Investors can now expect a recession to begin in the first quarter of 2023, due to interest rates hikes required of the Federal Reserve to bring inflation down from its current decade-high levels. By year-end 2022, some estimates of inflation, see continued moderate declines in inflation to 5.7 percent, down from the June reading of 9.1 percent, and then to 1.6 percent by the end of 2023, below the Fed’s 2-percent target.
Two indicators that bear watching are consumer confidence and jobs.
Here are the to indicators that every investor should be keeping an eye on now: Consumer Confidence and Jobs.
The Conference Board Consumer Confidence Index decreased in October after back-to-back monthly gains. The Index now stands at 102.5 (1985=100), down from 107.8 in September.

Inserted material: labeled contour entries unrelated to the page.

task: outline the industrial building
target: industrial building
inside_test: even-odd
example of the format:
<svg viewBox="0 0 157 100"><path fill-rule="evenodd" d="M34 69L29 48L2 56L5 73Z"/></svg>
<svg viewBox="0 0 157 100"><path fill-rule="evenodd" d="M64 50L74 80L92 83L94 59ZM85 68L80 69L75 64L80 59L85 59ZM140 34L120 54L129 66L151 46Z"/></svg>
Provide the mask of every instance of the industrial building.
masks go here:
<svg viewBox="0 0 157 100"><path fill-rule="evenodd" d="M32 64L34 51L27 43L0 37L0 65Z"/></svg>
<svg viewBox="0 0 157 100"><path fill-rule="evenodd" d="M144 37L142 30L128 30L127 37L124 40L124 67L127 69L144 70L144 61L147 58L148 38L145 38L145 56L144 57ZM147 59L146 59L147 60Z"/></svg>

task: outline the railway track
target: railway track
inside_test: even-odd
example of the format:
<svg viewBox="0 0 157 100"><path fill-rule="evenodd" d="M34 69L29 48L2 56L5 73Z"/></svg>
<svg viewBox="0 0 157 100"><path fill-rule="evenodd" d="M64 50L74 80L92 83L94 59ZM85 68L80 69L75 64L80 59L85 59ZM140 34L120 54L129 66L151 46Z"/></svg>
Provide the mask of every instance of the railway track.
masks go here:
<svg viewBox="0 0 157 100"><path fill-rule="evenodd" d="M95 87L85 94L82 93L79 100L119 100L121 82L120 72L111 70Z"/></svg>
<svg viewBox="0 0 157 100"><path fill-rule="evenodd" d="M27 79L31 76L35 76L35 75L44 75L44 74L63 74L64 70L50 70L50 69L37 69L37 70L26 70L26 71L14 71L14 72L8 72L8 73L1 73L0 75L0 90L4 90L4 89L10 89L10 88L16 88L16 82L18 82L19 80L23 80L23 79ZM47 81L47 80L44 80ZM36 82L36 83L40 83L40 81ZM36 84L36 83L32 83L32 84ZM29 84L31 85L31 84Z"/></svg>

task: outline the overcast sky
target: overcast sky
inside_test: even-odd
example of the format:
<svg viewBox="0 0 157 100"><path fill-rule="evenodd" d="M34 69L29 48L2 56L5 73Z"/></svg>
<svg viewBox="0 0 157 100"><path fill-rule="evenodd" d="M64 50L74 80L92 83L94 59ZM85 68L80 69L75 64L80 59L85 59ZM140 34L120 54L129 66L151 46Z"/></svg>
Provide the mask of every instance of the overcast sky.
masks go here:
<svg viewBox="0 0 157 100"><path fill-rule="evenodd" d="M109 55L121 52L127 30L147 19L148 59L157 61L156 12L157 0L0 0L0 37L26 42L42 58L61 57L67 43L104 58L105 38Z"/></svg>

Total employment increased by 261,000 in October, and the unemployment rate rose to 3.7 percent, according to the U.S. Bureau of Labor Statistics. Job gains occurred in health care, professional and technical services, and manufacturing.
According to the Conference Board, rising interest rates will push the US economy into a broad-based recession for much of 2023, ending in the third quarter. A recession will impact extremely tight labor markets and drive the unemployment rate higher, with a peak at 4.5 percent. This reflects severe labor shortages that may continue despite the downturn. Employment has remained strong all of 2022. The U.S. labor market added 3.8 million jobs in the first nine months of 2022 for the second strongest year-to-date gain in over 75 years, according to the Treasury department.
Plus, the Conference Board expects inflation will remain above the Fed’s 2-percent target until at least 2024.
For investors with a long-term view the good news is the S&P 500 has bounced back rather sharply after every recession. And those rebounds often began well before the end of the recession.
The current market downturn provides buying opportunities for anyone with the patience to hold on for a few years. That's true whether a recession is really on the way or not. If you are able to invest in a 401(k) or use dollar cost averaging to fund your investment accounts monthly, hang in there, your average cost for buying stocks will remain lower for the rest of 2022 and the first half of 2023. But by this time next year, you will see many of your stocks at higher prices, especially if you are buying quality stocks that continue to pay out increasing dividends.